Credit Scores and College Students

By Kate Hester

College students have a lot to worry about: grades, roommates, clubs and parties, maybe a job or two, and sometimes, a credit card bill.

“I got my credit card around the fall of my sophomore year, so about two years ago,” said Megan Fitzgerald, a senior at the University of Georgia. That means for two years, Fitzgerald has been building her credit score.

But what is a credit score and when should someone start building it?

According to the Consumer Financial Protection Bureau, a credit score is used to predict a person’s credit behavior, or how likely they are to pay back a loan on time.

A credit score does not just appear out of nowhere, it must be built. One way to do this is by applying for a credit card and making the steps to pay off the balance each month. Building a credit score is a big responsibility for a college student, and some may wonder if it is really something they need to worry about.

The short answer is no, according to Joe Nemetz, chief credit officer at First American Bank and Trust in Athens, Georgia. However, he suggested that students be mindful that credit scores can impact them in the future.

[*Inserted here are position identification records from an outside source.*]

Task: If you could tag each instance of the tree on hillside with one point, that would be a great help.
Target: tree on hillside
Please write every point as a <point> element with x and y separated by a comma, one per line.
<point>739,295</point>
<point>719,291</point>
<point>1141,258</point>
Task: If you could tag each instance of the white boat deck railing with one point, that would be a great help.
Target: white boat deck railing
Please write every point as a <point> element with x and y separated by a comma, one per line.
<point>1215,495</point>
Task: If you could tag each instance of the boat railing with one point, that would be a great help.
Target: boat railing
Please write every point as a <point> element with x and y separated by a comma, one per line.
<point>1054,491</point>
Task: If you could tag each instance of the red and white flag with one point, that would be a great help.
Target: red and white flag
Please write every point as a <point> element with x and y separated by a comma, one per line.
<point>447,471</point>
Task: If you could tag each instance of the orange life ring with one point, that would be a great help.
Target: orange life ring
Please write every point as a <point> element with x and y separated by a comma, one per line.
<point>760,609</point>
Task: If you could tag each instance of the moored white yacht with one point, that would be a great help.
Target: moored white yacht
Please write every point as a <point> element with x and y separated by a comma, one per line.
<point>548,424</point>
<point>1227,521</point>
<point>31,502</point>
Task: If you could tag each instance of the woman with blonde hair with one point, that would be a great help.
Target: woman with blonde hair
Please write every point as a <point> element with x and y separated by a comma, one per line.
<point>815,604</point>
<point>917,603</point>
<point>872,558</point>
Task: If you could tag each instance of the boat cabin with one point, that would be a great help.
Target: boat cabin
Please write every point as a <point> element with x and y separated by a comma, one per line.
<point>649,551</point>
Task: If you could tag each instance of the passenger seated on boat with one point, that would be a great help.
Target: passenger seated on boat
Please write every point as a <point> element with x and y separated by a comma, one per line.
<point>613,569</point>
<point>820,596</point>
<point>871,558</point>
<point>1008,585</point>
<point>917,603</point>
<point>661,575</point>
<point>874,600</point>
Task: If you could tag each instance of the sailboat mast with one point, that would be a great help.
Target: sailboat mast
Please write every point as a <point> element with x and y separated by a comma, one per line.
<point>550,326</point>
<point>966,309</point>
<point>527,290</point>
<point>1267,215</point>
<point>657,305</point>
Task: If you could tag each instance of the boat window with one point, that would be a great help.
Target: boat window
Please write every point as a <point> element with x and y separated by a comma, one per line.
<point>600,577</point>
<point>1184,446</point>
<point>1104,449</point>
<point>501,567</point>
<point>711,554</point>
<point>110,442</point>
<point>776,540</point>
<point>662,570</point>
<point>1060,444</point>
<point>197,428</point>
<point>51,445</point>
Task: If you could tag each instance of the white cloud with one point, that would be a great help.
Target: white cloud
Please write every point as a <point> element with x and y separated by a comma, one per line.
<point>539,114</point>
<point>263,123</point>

“A good credit history is earned by an individual not given. You need to be mindful that a bad credit score, a lower credit score, can impact additional credit, new credit or things that somebody either needs or wishes for,” said Nemetz.

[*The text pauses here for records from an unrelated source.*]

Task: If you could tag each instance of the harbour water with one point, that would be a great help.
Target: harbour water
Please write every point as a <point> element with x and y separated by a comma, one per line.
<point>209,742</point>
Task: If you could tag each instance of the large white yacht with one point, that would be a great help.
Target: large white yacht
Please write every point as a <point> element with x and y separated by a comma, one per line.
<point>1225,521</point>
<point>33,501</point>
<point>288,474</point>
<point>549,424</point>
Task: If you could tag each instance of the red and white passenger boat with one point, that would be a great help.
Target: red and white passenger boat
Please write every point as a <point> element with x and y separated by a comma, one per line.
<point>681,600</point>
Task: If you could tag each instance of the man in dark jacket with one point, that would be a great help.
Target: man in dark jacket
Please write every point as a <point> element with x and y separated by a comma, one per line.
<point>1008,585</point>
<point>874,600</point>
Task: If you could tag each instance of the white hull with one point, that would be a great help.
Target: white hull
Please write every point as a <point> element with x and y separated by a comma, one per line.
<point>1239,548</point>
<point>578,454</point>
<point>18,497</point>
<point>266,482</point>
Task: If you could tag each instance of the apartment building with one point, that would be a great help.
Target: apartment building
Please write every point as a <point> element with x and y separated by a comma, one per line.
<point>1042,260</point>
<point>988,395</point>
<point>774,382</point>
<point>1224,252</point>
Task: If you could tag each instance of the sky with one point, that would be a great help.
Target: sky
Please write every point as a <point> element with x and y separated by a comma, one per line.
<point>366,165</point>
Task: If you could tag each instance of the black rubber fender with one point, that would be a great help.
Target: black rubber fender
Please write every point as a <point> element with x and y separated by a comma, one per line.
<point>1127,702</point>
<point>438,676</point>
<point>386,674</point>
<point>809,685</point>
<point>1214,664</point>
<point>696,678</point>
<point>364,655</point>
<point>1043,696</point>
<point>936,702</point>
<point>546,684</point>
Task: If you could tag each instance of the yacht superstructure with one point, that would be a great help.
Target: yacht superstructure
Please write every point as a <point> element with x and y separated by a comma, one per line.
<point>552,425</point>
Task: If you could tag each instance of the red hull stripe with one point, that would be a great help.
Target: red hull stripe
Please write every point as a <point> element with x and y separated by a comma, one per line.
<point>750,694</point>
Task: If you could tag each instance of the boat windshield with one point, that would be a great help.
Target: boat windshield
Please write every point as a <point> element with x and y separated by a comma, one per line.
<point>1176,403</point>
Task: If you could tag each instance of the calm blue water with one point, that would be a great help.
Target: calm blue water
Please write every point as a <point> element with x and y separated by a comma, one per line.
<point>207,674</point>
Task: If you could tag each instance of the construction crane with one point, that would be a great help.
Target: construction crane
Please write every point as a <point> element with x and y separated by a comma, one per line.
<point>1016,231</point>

Those things could be a new car or buying a home. Nemetz works mostly with people applying for loans to get these big-ticket items and a credit score is one of the criteria for approval. “Our bank has a cutoff point for a credit score, [a borrower’s] base credit score has to be 650 or better,” he said.

Fitzgerald said she first realized the effect her credit score would have on her future when watching the sitcom “New Girl.” In the episode titled “Fancyman, Part I,” the character Nick is denied a cell phone because his credit score was too low.

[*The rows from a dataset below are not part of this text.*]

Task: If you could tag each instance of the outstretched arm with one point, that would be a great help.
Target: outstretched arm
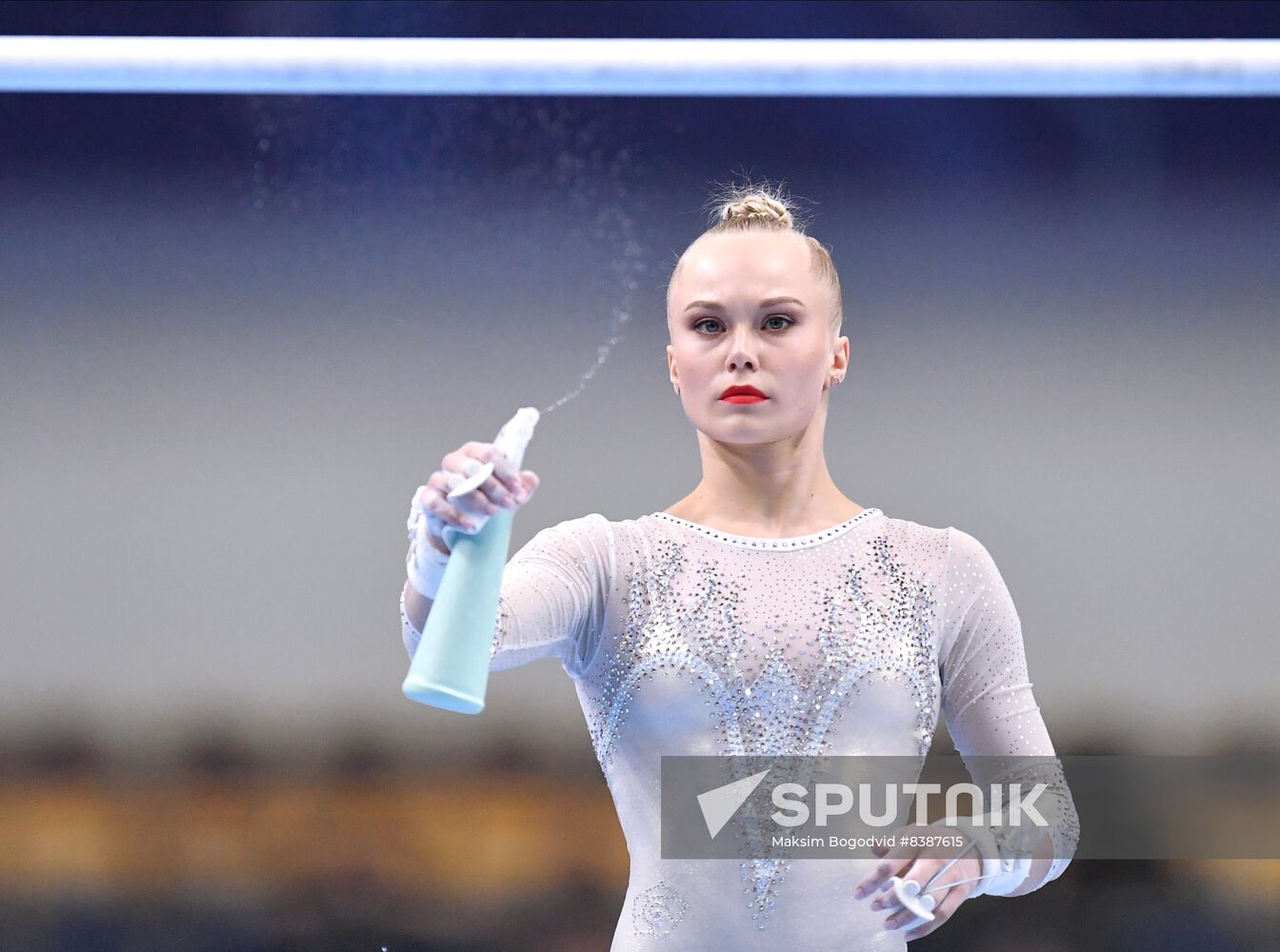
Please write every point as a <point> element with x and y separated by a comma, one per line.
<point>989,704</point>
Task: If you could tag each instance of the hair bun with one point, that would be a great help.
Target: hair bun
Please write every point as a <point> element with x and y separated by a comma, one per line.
<point>756,205</point>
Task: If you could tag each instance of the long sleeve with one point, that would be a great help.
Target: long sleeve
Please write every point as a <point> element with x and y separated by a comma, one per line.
<point>987,694</point>
<point>553,598</point>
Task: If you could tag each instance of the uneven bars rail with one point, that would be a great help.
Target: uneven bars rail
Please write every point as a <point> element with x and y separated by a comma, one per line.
<point>520,67</point>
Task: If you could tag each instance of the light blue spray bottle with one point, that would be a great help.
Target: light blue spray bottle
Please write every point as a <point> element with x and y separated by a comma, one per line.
<point>450,665</point>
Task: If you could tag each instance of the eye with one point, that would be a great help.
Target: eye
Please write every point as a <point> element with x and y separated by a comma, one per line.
<point>788,322</point>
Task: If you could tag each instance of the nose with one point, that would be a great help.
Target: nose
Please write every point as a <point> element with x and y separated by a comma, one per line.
<point>740,354</point>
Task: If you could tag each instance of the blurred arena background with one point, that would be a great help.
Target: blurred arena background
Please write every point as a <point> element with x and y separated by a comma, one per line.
<point>237,331</point>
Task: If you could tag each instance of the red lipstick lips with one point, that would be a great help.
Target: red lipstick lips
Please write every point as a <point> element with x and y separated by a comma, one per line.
<point>743,394</point>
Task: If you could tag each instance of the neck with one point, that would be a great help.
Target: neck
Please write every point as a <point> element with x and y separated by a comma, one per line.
<point>769,489</point>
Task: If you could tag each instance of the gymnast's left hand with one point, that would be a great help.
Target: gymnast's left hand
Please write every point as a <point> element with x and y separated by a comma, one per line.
<point>907,862</point>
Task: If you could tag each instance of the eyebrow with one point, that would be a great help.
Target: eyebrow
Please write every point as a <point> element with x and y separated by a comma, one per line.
<point>767,302</point>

“That has stuck with me, I wondered ‘wow how does that even affect that, you have a bad credit score so you can’t buy a phone?’ It is just things like that which I did not realize your credit score impacted,” said Fitzgerald.

Fitzgerald said she only uses her credit card for gas and emergencies as instructed by her parents who pay her bill, but she said the importance of building a credit score was reiterated again in a conversation with her older sister.

“When she found out I had a credit card she was very envious. She is five years older than me and said she wished she had known about getting a credit card in college, so that also put it in a little bit of perspective for me. To be like, oh OK, so this actually will help me in the future,” Fitzgerald said.


Kate Hester is a master’s student in journalism at the University of Georgia.